El show de la solidaridad
En contra del consejo de José Agustín Goytisolo a Júlia, no puedo más y aquí me quedo. Me apeo de este tren jaranero y falso como un duro sevillano, con las apariencias del toreo de Enrique Ponce y pintado de colores que no puedo ver ni en pintura.
No puedo más y aquí me quedo: detesto la palabra solidaridad, en cuyo nombre estamos recreando Plácido, una joya de García Berlanga rodada en Manresa allá por 1961 que retrataba la hipocresía de la beneficencia navideña, muy de la época.

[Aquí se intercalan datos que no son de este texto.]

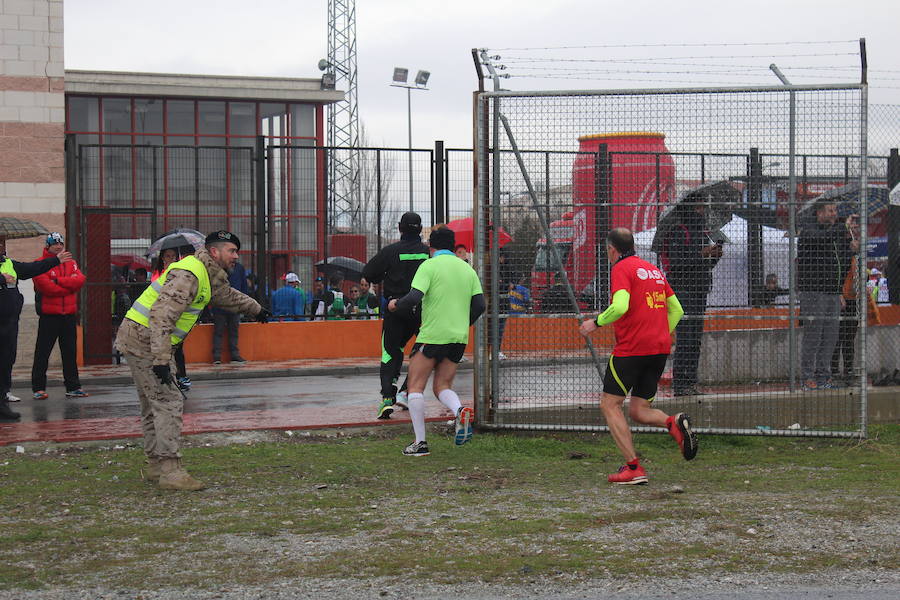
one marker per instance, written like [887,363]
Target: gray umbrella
[719,198]
[176,239]
[350,268]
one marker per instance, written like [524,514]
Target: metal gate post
[439,211]
[262,276]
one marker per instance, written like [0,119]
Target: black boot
[6,414]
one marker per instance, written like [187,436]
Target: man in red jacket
[56,301]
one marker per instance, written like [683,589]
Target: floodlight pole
[409,139]
[409,89]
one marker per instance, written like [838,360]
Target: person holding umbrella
[167,257]
[160,319]
[11,301]
[56,303]
[394,267]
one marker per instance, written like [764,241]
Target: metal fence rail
[557,170]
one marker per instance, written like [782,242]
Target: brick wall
[32,131]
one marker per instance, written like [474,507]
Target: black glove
[163,373]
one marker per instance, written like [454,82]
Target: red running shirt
[644,329]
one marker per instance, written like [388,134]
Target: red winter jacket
[56,291]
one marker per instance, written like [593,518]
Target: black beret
[223,236]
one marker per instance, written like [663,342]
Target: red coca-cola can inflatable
[643,176]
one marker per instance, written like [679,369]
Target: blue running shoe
[464,418]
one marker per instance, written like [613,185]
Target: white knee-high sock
[449,399]
[416,404]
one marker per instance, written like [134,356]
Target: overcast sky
[287,38]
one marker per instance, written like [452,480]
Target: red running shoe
[679,427]
[628,476]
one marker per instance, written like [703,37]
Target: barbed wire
[683,45]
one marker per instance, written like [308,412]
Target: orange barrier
[279,341]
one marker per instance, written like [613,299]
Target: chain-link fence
[723,191]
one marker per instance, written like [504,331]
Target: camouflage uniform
[144,347]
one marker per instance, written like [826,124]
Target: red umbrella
[131,261]
[465,233]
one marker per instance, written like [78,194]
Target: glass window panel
[83,114]
[180,117]
[211,117]
[148,115]
[272,119]
[303,120]
[242,118]
[117,115]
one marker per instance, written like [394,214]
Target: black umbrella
[350,268]
[719,198]
[177,238]
[13,228]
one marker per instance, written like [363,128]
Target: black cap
[223,236]
[442,239]
[410,222]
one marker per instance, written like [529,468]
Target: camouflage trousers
[161,409]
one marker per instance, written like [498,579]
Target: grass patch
[502,508]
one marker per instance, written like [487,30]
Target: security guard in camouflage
[160,320]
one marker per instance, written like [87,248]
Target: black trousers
[53,328]
[9,338]
[396,331]
[689,335]
[221,322]
[846,340]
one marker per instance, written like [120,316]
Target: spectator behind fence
[766,296]
[290,300]
[368,305]
[846,343]
[11,301]
[224,320]
[336,305]
[824,248]
[689,258]
[317,304]
[56,303]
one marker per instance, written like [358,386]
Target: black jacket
[396,264]
[823,257]
[686,270]
[10,297]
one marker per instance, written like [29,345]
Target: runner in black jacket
[10,308]
[394,267]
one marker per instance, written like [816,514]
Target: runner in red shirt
[644,312]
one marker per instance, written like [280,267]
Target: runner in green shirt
[452,301]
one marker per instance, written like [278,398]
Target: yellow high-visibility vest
[140,310]
[6,267]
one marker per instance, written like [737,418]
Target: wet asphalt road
[219,396]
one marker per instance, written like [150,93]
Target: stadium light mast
[343,117]
[401,74]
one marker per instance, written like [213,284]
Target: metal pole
[862,309]
[409,132]
[792,230]
[545,227]
[440,188]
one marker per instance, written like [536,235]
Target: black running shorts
[636,374]
[438,352]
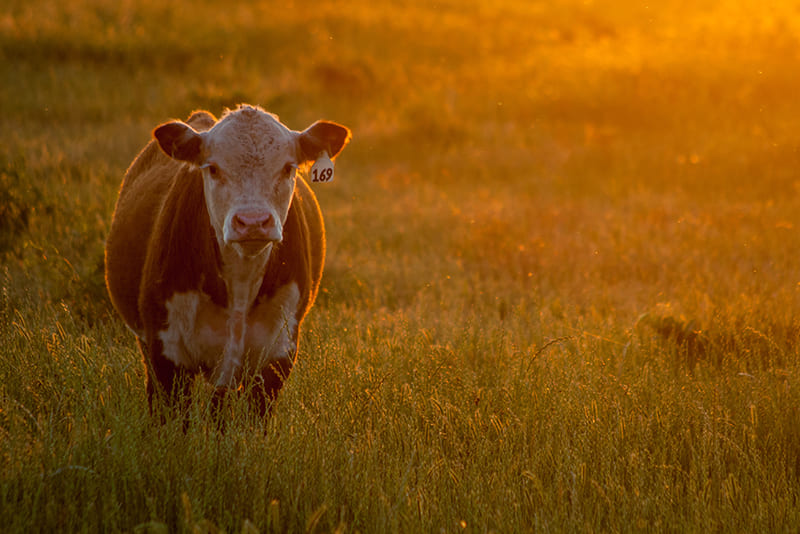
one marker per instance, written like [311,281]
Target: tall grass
[561,287]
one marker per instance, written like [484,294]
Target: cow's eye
[213,170]
[288,169]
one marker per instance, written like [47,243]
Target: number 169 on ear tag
[322,170]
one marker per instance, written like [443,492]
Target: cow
[216,249]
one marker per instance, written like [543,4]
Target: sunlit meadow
[561,291]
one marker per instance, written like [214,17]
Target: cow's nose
[252,222]
[255,226]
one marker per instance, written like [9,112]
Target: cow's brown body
[162,252]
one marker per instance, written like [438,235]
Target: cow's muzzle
[253,231]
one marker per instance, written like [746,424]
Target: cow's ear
[323,136]
[179,141]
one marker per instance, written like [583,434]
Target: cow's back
[142,194]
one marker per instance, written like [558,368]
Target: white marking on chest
[202,335]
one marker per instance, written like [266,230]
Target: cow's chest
[203,336]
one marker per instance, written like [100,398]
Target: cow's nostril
[252,221]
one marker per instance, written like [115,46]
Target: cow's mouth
[252,247]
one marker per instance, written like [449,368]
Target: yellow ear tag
[322,170]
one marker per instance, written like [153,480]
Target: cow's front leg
[268,382]
[166,381]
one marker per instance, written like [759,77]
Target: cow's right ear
[180,141]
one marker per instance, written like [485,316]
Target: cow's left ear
[180,141]
[323,136]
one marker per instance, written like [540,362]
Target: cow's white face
[249,162]
[249,166]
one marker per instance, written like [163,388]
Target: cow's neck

Anteanoche, tuve la ocurrencia de ver unos minutos de la Gala por la Infancia de La 1. Cinco oenegés respetables fueron invocadas para justificar uno de esos espectáculos televisivos de manual: verborrea, nacionalismo –¿para cuándo un España-Catalunya de la solidaridad?–, algunos famosos y bastantes víctimas de la injusticia social, donde el espectador estaba llamado a rescatar de la pobreza a... 2,8 millones de niños españoles. No llegaron ni al millón de euros. ¿Me está usted diciendo que yo, apalancado en el sofá, enternecido por su labia y acaso con una copita de Chinchón, voy a paliar una hecatombe social llamando a un número de teléfono o enviando un SMS? O bien participando en el sorteo de un coche –¿ha muerto Franco o seguimos en la España del 1,2,3?–, reclamo para avivar la bestia solidaria que todos llevamos dentro...
Ayer por la mañana, la misma cadena pública invitaba a “asustar al ébola” a un módico precio, con su fila cero y su partidito de fútbol en el Calderón. ¿Asustar al ébola? ¿Y si le invitamos a percebes para que deje de matar negritos del África tropical?
Estamos desgastando la palabra solidaridad a fuerza de sobarla. Se está convirtiendo en un vocablo de quita y pon, que tan pronto justifica pachangas como fiestas discotequeras para los amigos y las amigas solidarios.
La crisis ampara esta oleada de solidaridad y a ver quién es el guapo que se fuma un Partagás serie D viendo niños desvalidos del extrarradio de Valencia. Nadie se queda tan ancho ante las desigualdades, pero ya no soporto este despliegue de “iniciativas solidarias” –e indiscriminadas– que no van a ninguna parte y que lo único que logran es descargar al Estado de su razón de ser y sus obligaciones.
No me da la gana de telefonear a estos carruseles de la solidaridad. No piso una discoteca salvo para tomar una copa y tirarle los tejos a una señora. No compro números de rifas ni pienso pasar el mes de agosto en una aldea de Senegal saludando a niños preciosos para volver y contarlo en Facebook. Y lo último que haría serían shows de televisión, donde gente cargada de buenas intenciones termina por pagar nóminas, gastos corrientes y descoordinaciones de tanta capillita solidaria. Pago impuestos, facturas con IVA y cuando doy algo procuro que no se entere ni Dios.
¿Pretenden que desde el sofá, con una copita de Chinchón, rescate a 2,8 millones de niños pobres?